When feelings disappear with the person
Your partner leaves for a work trip, and within hours it feels like they barely exist. Not because you don't love them -- but because your brain struggles to maintain the emotional weight of a relationship when the person isn't physically present. This is what many people with ADHD describe as difficulty with emotional permanence.
Emotional permanence is the ability to maintain an emotional connection to someone or something even when it's not directly in front of you. It's closely related to object permanence, but applied to feelings and relationships. For the ADHD brain, where working memory operates differently, holding onto emotional states requires more conscious effort.
The neuroscience behind vanishing feelings
Working memory is central to this experience. Alderson et al. (2013) demonstrated that working memory deficits in ADHD affect not just task-related information but emotional and relational information too. When someone leaves the room, the ADHD brain may release the emotional "file" associated with them to make space for whatever's happening now.
This doesn't mean the love or connection is gone. It means the brain's ability to actively hold that emotional state in awareness is limited. The feeling returns the moment the person reappears or sends a text. But in the gap, there can be a disorienting emptiness -- or, conversely, a surprise flood of emotion when the connection reignites.
Barkley (2015) describes ADHD as a disorder of self-regulation that includes emotional self-regulation. The difficulty isn't feeling emotions -- it's sustaining them over time without external cues.
How this shows up in daily life
Emotional permanence challenges can look like forgetting to miss people, struggling with long-distance friendships, intense relief and love when seeing someone after absence (because the feeling comes rushing back), or appearing indifferent to loved ones who aren't physically nearby. It can cause real friction in relationships when others interpret this as not caring.
Building bridges across the gap
- Use visual reminders of people. Photos on your desk, a shared screensaver, or a small object that reminds you of someone can act as external emotional cues. These aren't sentimental extras -- they're functional memory aids.
- Schedule connection touchpoints. A recurring daily text or weekly call creates structure that compensates for what working memory drops. UpOrbit can help you set recurring reminders for relationship maintenance.
- Name the pattern to loved ones. Explaining that "my feelings don't disappear, my brain just stops actively holding them" can prevent enormous misunderstandings. Share resources about ADHD with people close to you.
- Keep a relationship journal. Write down how you feel about the people who matter to you. When the emotional thread drops, you can read your own words and reconnect with what you know to be true.
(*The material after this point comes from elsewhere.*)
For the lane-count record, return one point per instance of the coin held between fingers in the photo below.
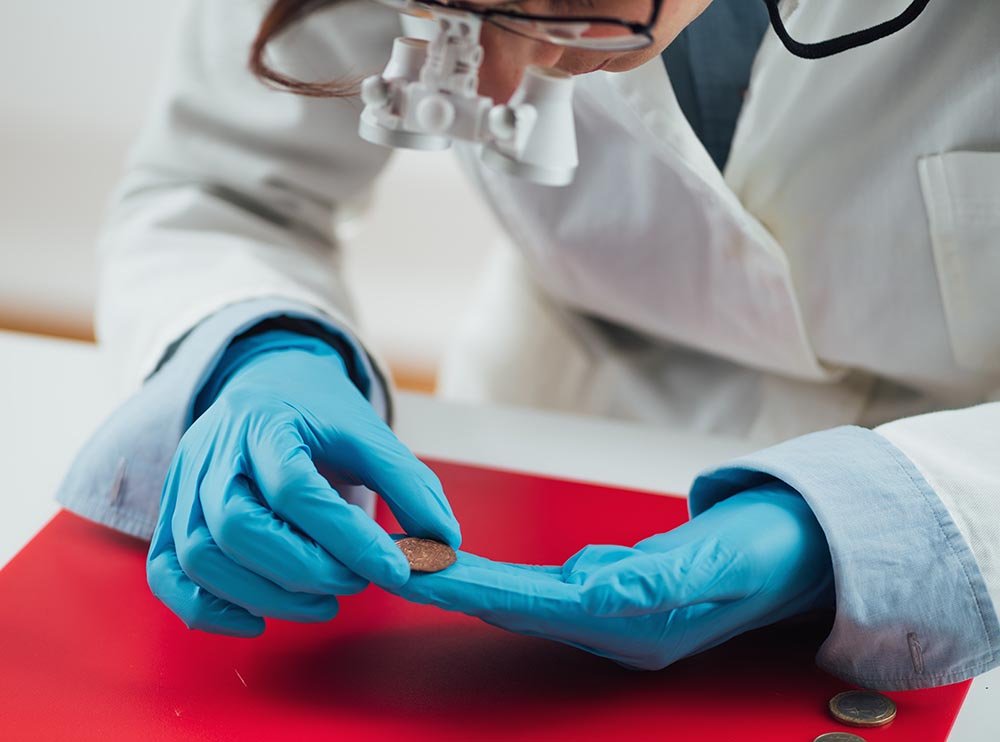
(425, 555)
The feeling is real, even when it's quiet
Emotional permanence difficulty doesn't mean shallow emotions. Many people with ADHD feel things deeply -- the challenge is keeping those feelings consistently accessible. The love doesn't leave. The brain just files it somewhere harder to reach. Building external systems to bridge those gaps isn't compensation for a deficiency -- it's a practical way to honor connections that matter to you.
References
- Alderson et al. (2013). Working memory deficits in ADHD. Neuropsychology, 27(3), 287-302.
- Barkley, R.A. (2015). Attention-Deficit Hyperactivity Disorder, 4th ed. Guilford Press.